Lenin: sin voz ni prestancia de líder, muy lejos de poseer la oratoria vibrante de un Trotski, logró el poder (su objetivo) atravesando vericuetos, avanzando y retrocediendo y siempre pactando. No por casualidad Gramsci vio en Lenin la representación rusa del Principe de Maquiavelo. Del mismo modo, el conservador y ultracatólico Carl Schmitt lo presentó como reencarnación de la esencia de “lo político”. Sin escrúpulos no vaciló Lenin en retorcer las tesis de Marx sobre el papel del “proletariado”. Sin vacilar firmó acuerdos de paz muy desventajosos para Rusia (Brest Litovsk). Y sin complejos ideológicos afirmó que la tarea del partido no era construir el socialismo sino un capitalismo dirigido por el Estado (algo que entendió muy bien ese otro témpano llamado Putin). Para Lenin, la práctica destinada a la conquista del poder era la reina y la ideología su sirvienta.
Ha habido líderes menos fríos y calculadores que Lenin, pero todos se han dejado regir por el principio de realidad. Ni Gandhi ni Mandela fueron santos pacifistas, pero se dieron cuenta que la no-violencia suponía el primado de la política por sobre la guerra. Así abrieron la posibilidad de realizar alianzas nacionales e internacionales en aras de la conquista del poder. El primero usó todas las artes de la diplomacia frente a la Inglaterra colonial. El segundo logró llevar a mesas de negociaciones a líderes racistas como Botha y de Klerk. De más está decir, Gandhi y Mandela fueron brutalmente atacados por fracciones extremistas de sus propios partidos. Al igual que Walesa en Polonia.

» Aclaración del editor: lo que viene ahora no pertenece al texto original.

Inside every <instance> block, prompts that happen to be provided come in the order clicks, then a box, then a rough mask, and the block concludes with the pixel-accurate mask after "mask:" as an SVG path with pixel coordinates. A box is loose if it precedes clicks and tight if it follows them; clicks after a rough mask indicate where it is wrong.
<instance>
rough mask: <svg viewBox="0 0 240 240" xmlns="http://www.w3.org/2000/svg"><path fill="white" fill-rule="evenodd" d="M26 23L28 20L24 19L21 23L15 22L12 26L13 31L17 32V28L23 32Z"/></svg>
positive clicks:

Lech Walesa fue un líder de integración nacional. Por una parte surgió como representante de los trabajadores sindicalmente organizados (el sujeto histórico de los marxistas) pero por otra profesaba el catolicismo más tradicional. Supo retroceder cuando tuvo que hacerlo (golpe de Jarucelzki) aunque mantuvo conversaciones con la dictadura al precio de ser acusado de colaboracionista por no pocos de sus seguidores. Habiendo llegado la hora de negociar con los comunistas, les abrió incluso vías de co-participación en el gobierno. Nunca se dejó llevar por fantasías ni entregó la conducción de su movimiento a instancias extranjeras. Escuchó a todo el mundo, siempre estuvo atento al debate, pero no fue portavoz de ningún poder detrás del suyo. Pasará el tiempo y Walesa será recordado como uno de los líderes más completos engendrados por la cultura política occidental.
En síntesis: todo liderazgo político, con o sin cuotas de emocionalidad, supone un alto grado de racionalidad. Dicha racionalidad es puesta a prueba no por la infabilidad de un líder sino por su capacidad para rectificar errores a tiempo, aún a riesgo de romper con quienes una vez lo apoyaron. Eso implica su autonomía política. No es necesario que sea un genio, pero sí ha de ser un conocedor del arte de lo posible y no de lo imposible.
La política es representación. La representación política es siempre personal. Pero si la representación no representa a la realidad, ninguna persona, por muy dotada que sea retórica o físicamente, puede ejercer las tareas encomendadas a un líder. Tarde o temprano la realidad, diosa de la política, le pedirá cuentas.